Paramahansa Yogananda enseñó que Dios no es una creencia, sino una experiencia directa, accesible a través de métodos científicos de concentración y meditación. Estas técnicas permiten aquietar gradualmente la mente y dirigir la energía hacia el interior, donde se encuentra la fuente de la paz y la alegría duraderas.
Yogananda introdujo estas enseñanzas en Occidente mucho antes de que la ciencia moderna comenzara a estudiar y confirmar los beneficios de la meditación. Hoy en día, numerosas investigaciones científicas respaldan lo que él ya enseñaba: la práctica regular de la meditación produce cambios profundos a nivel físico, mental y emocional.
Yogananda enseñó estas técnicas a personas de todas las creencias: desde Mahatma Gandhi hasta sacerdotes, laicos, agnósticos y buscadores espirituales de todo el mundo. Sus enseñanzas son universales, prácticas y no sectarias.
Ananda es una de las escuelas de meditación más antiguas de Occidente, con más de 50 años de experiencia ofreciendo cursos y enseñanzas basadas en las técnicas originales de Paramahansa Yogananda.
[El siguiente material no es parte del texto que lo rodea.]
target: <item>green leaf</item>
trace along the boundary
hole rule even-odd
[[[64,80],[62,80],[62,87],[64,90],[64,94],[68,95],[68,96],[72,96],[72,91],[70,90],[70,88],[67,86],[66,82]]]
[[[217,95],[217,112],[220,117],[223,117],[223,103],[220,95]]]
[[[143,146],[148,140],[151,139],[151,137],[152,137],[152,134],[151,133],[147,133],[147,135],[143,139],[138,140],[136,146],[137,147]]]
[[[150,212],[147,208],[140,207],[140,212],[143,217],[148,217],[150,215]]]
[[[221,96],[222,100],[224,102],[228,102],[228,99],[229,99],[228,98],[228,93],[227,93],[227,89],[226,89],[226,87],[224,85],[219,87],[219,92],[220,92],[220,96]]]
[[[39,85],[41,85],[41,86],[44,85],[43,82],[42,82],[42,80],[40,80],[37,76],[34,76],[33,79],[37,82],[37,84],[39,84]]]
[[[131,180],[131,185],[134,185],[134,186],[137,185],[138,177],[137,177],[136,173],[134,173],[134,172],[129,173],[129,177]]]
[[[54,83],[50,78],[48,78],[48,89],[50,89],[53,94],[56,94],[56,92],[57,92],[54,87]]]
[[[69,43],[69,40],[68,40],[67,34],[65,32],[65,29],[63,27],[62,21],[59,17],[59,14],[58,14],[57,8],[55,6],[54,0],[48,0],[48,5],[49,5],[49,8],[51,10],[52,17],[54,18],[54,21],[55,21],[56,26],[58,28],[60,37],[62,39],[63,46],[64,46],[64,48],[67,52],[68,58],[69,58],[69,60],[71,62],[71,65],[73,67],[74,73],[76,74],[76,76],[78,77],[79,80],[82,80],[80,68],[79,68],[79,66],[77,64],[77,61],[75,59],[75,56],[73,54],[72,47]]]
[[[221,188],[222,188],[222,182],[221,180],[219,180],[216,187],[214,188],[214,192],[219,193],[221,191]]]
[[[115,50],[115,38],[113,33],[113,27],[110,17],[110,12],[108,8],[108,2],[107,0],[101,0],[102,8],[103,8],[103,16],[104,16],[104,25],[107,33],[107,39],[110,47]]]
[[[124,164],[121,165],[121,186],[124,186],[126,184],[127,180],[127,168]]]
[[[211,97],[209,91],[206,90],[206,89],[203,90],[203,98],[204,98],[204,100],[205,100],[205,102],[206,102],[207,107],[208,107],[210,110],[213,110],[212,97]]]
En Ananda enseñamos un camino progresivo de meditación que consta de tres fases fundamentales:
Calmar la mente y el cuerpo, aprendiendo a dirigir la atención y la respiración
Despertar la energía interior y la alegría del alma
Expandir la conciencia, accediendo a estados más profundos de percepción y paz
Muchas técnicas modernas de meditación se centran únicamente en el primer paso. Las enseñanzas de Yogananda, tal como se transmiten en Ananda, conducen más allá: hacia una experiencia directa de la alegría interior y la unión con el Ser.
Nuestros profesores no solo están bien formados, sino que viven y practican lo que enseñan, compartiendo la meditación de forma clara, dinámica y accesible.